Inter Milan Raup Poin Penuh di Laga Pembuka Serie A

Pemain Inter Milan merayakan kemenangan atas Genoa di laga pembuka Serie A 2021-2022.(Foto: Twitter/Inter)
Pemain Inter Milan merayakan kemenangan atas Genoa di laga pembuka Serie A 2021-2022.(Foto: Twitter/Inter)

DepokToday—Inter Milan meraup poin penuh pada laga pembuka Serie A Italia 2021-2022 melawan Genoa di Giuseppe Meazza, Sabtu 21 Agustus 2021.

Inter, juara bertahan kompetisi, menaklukkan Genoa dengan skor 4-0 berkat gol yang dicatatkan oleh Milan Skriniar menit ke 6, Hakan Calhanoglu menit 14, Arturo Vidal menit 74, dan Edin Dzeko menit 84.

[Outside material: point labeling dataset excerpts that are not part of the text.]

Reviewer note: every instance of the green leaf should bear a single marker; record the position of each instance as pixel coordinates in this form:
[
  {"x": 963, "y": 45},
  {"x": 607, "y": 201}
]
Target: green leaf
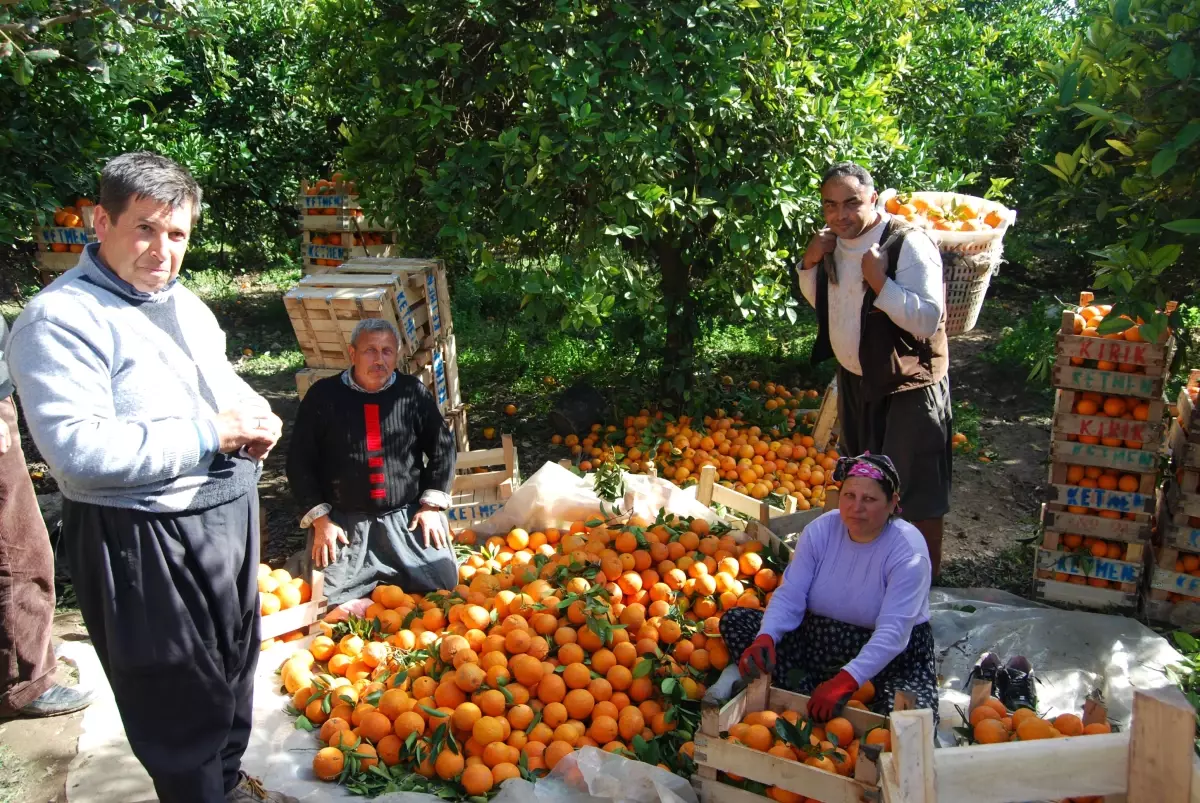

Hasil ini mengantarkan Inter untuk beberapa jam ke depan berada di puncak klasemen sementara Serie A dengan torehan tiga poin.

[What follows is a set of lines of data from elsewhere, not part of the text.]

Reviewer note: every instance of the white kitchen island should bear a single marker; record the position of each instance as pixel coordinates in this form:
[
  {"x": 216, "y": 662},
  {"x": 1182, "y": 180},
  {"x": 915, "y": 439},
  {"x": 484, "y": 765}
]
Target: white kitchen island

Arturo Vidal melepaskan tembakan yang menghasilkan gol di gawang Genoa.(Foto: Twitter/Inter)
Arturo Vidal melepaskan tembakan yang menghasilkan gol di gawang Genoa.(Foto: Twitter/Inter)

Pelatih Inter Milan, Simone Inzaghi, memuji kinerja timnya dalam kemenangan 4-0. Inzaghi menggantikan Antonio Conte sebagai pelatih Inter setelah lima tahun memimpin Lazio, di mana ia memenangkan Coppa Italia dan dua Piala Super Italia.

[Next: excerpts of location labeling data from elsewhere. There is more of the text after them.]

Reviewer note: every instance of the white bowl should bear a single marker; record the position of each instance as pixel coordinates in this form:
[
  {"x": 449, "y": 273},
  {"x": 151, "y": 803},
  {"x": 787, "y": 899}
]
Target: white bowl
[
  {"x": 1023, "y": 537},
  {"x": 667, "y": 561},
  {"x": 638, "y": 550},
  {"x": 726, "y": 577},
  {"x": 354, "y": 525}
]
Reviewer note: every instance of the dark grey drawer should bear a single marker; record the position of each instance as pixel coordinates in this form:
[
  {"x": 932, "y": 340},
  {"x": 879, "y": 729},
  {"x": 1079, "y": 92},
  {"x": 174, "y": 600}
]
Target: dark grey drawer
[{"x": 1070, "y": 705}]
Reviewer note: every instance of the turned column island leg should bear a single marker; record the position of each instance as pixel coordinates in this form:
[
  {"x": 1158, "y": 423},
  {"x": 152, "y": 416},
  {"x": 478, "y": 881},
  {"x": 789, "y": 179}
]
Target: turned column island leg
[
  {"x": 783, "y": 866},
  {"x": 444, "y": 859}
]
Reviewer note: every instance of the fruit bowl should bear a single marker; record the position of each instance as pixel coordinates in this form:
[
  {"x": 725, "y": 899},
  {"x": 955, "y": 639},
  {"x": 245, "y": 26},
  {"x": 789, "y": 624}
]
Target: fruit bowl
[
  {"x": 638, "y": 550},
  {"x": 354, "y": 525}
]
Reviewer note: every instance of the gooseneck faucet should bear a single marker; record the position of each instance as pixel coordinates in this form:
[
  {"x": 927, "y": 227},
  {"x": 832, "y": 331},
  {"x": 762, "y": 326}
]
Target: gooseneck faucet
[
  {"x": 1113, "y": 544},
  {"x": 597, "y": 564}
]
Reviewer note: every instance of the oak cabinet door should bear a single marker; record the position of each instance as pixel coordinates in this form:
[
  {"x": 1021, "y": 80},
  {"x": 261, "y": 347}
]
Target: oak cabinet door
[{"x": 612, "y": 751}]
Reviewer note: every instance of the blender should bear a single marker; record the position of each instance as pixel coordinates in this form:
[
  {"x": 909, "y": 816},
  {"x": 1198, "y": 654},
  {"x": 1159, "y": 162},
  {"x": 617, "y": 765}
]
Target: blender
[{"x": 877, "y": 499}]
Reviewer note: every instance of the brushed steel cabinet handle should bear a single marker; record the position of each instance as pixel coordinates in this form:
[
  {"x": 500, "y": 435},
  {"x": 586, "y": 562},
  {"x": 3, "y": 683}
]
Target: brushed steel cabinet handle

“Menyenangkan menyaksikan tim ini bermain, kami harus melanjutkan sikap ini,” kata Inzaghi kepada DAZN.

BACA JUGA: Atalanta Bermain Imbang, Inter Milan Raih Gelar Scudetto ke-19

“Saya cukup yakin tim akan melakukannya dengan baik, karena saya telah melihat mereka bekerja dengan antusias sejak Juli, bersemangat untuk mempelajari hal-hal baru. Kami tidak bisa meminta awal yang lebih baik, terutama di depan para penggemar kami di stadion,” katanya lagi.

Hakan Calhanoglu (kanan).(Foto: Twitter/Inter)
Hakan Calhanoglu (kanan).(Foto: Twitter/Inter)

Debutan Hakan Calhanoglu adalah bintang pertunjukan untuk Inter. Dia mencatatkan satu assist dan satu gol setelah didatangkan dari rival sekota AC Milan di musim panas.

Inzaghi pun merasa senang telah mendapat pelayanan mengesankan dari pemain yang berposisi sebagai gelandang di pertandingan ini.

“Calhanoglu adalah pemain hebat, mampu menyatukan kualitas dan kuantitas, sambil berlari sangat keras untuk tim juga,” tambah Inzaghi.

“Setiap kali saya bermain melawannya, dia membuat saya bermasalah. Kami cukup beruntung untuk menjemputnya dan saya pikir dia bisa menjadi lebih kuat, karena dia tidak menyadari betapa bagusnya dia,” sambungnya.